The missionary lifestyle allowed me to simplify my view of life itself, and when I was looking at life through the lens of an eternal perspective, it magnified my imperfections and made me realize that, like King Benjamin realized, we are truly nothing compared to God. This realization was very intense, and I often struggled to let Him help me, only seeing my imperfections and how incapable I was at fixing them on my own. It takes a whole new level of faith to teach that Jesus Christ can make the imperfect whole, and believe that He can make you whole as well. You are not the exception to Christ’s Atonement. Christ makes no exceptions.

How I felt coming home --

I was very much ready to come home. I was exhausted!! Giving myself up full time to serve people and to serve God was one of the best experiences of my life, and also one of the most physically and emotionally draining experiences, not to mention socially exhausting! I was ready to curl up into a ball and take a week-long nap.

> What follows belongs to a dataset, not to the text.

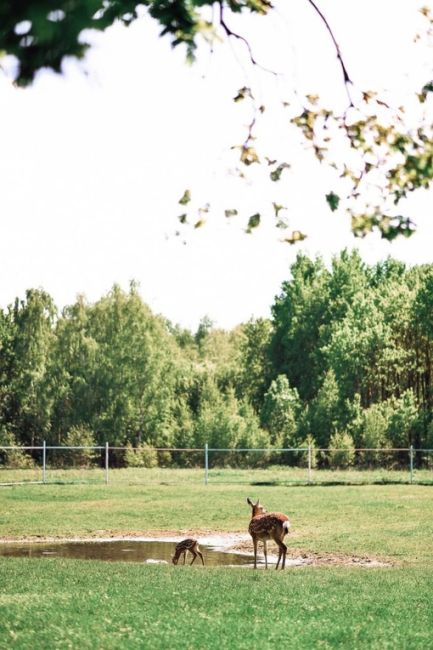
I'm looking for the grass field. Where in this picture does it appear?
[0,470,433,650]
[0,465,433,485]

As the end of my mission grew imminent, I felt all of the emotions at once. Joy, at finishing what God had sent me to do. Sadness, at leaving these people and this culture that I had come to love. Anticipation and excitement at starting a new chapter of my life. Fear, and doubt that I would truly be a better person than I was when I left. I questioned whether I had truly served God as well as I could have. I had to reconcile this feeling, focusing on what I had learned, and talk back to my doubts, because I did the best I could, every single day.

PS: I love how you can see the pure joy on the faces of these poor Mt. Dew starved gringos! (in the airport coming home)

 Update: Real Life! --

I’m currently living in Provo, studying at BYU. It’s been a great semester, I love my classes, and honestly I love studying and learning new things. I’ve even managed to meet a lot of cool new people in my classes and in my ward. I’m getting back into my study of Computer Science, however I’m also taking a lot of general electives right now, like Spanish, Plant Biology, and the History of Jazz. I’m loving life, listening to music, reading books, playing video games, and trying my hardest to never forget my mission -- letting it change how I go about my day, what I choose to do, how I choose to act. There’s not a day that goes by where I don’t think about something or someone from my mission, it’s truly changed my life for the better.